109. Ultime conseguenze dello spirito individualistico nella vita economica sono poi quelle che voi stessi, venerabili Fratelli e diletti Figli, vedete e deplorate: la libera concorrenza cioè si è da se stessa distrutta; alla libertà del mercato è sottentrata la egemonia economica; alla bramosia del lucro è seguita la sfrenata cupidigia del predominio; e tutta l’economia è così divenuta orribilmente dura, inesorabile, crudele. A ciò si aggiungono i danni gravissimi che sgorgano dalla deplorevole confusione delle ingerenze e servizi propri dell’autorità pubblica con quelli della economia stessa: quale, per citarne uno solo tra i più importanti, l’abbassarsi della dignità dello Stato, che si fa servo e docile strumento delle passioni e ambizioni umane, mentre dovrebbe assidersi quale sovrano e arbitro delle cose, libero da ogni passione di partito e intento al solo bene comune e alla giustizia.
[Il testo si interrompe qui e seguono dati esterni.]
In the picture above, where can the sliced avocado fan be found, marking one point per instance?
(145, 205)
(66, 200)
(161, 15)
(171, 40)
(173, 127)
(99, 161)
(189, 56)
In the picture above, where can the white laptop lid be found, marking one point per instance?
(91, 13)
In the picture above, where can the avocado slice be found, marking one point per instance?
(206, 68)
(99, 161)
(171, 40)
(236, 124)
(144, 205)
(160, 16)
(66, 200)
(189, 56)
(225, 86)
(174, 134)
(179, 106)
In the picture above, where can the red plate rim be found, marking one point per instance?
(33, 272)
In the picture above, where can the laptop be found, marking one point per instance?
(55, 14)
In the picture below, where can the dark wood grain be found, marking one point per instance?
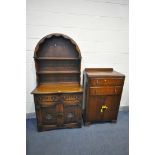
(58, 94)
(102, 94)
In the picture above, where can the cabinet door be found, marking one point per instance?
(72, 114)
(102, 108)
(48, 115)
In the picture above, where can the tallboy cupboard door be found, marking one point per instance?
(102, 94)
(103, 108)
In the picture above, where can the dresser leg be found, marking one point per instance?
(87, 124)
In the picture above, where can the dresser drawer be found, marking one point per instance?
(107, 90)
(47, 99)
(106, 81)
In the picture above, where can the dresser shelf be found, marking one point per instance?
(58, 72)
(55, 58)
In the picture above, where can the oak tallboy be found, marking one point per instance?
(102, 94)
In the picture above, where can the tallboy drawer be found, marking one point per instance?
(46, 99)
(106, 81)
(107, 90)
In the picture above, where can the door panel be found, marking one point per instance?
(72, 114)
(48, 115)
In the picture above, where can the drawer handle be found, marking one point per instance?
(104, 107)
(96, 82)
(48, 116)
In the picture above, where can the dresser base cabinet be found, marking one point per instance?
(102, 95)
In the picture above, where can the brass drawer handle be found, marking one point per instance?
(104, 107)
(96, 82)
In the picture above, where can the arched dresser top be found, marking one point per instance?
(55, 43)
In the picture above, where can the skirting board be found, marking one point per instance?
(33, 115)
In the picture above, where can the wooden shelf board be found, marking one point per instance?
(58, 72)
(57, 88)
(55, 58)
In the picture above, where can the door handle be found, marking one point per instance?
(104, 107)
Nell’ordine poi delle relazioni internazionali, da una stessa fonte sgorgò una doppia corrente: da una parte il nazionalismo o anche l’imperialismo economico; dall’altra non meno funesto ed esecrabile, l’internazionalismo bancario o imperialismo internazionale del denaro, per cui la patria è dove si sta bene.

e) I rimedi

110. Ora, con quali mezzi si possa rimediare a un male così profondo, già l’abbiamo indicato nella seconda parte di questa enciclica, dove ne abbiamo trattato di proposito sotto l’aspetto dottrinale: qui ci basterà ricordare la sostanza del Nostro insegnamento. Essendo dunque l’ordinamento economico moderno fondato particolarmente sul capitale e sul lavoro, devono essere conosciuti e praticati i precetti della retta ragione, ossia della filosofia sociale cristiana, concernenti i due elementi menzionati e le loro relazioni. Così, per evitare l’estremo dell’individualismo da una parte, come del socialismo dall’altra, si dovrà soprattutto avere riguardo del pari alla doppia natura, individuale e sociale propria, tanto del capitale o della proprietà, quanto del lavoro. Le relazioni quindi fra l’uno e l’altro devono essere regolate secondo le leggi di una esattissima giustizia commutativa, appoggiata alla carità cristiana. È necessario che la libera concorrenza, confinata in ragionevoli e giusti limiti, e più ancora che la potenza economica siano di fatto soggetti all’autorità pubblica, in ciò che concerne l’ufficio di questa. Infine le istituzioni dei popoli dovranno venire adattando la società tutta quanta alle esigenze del bene comune, cioè alle leggi della giustizia sociale; onde seguirà necessariamente che una sezione così importante della vita sociale, qual è l’attività economica, verrà a sua volta ricondotta ad un ordine sano e bene equilibrato.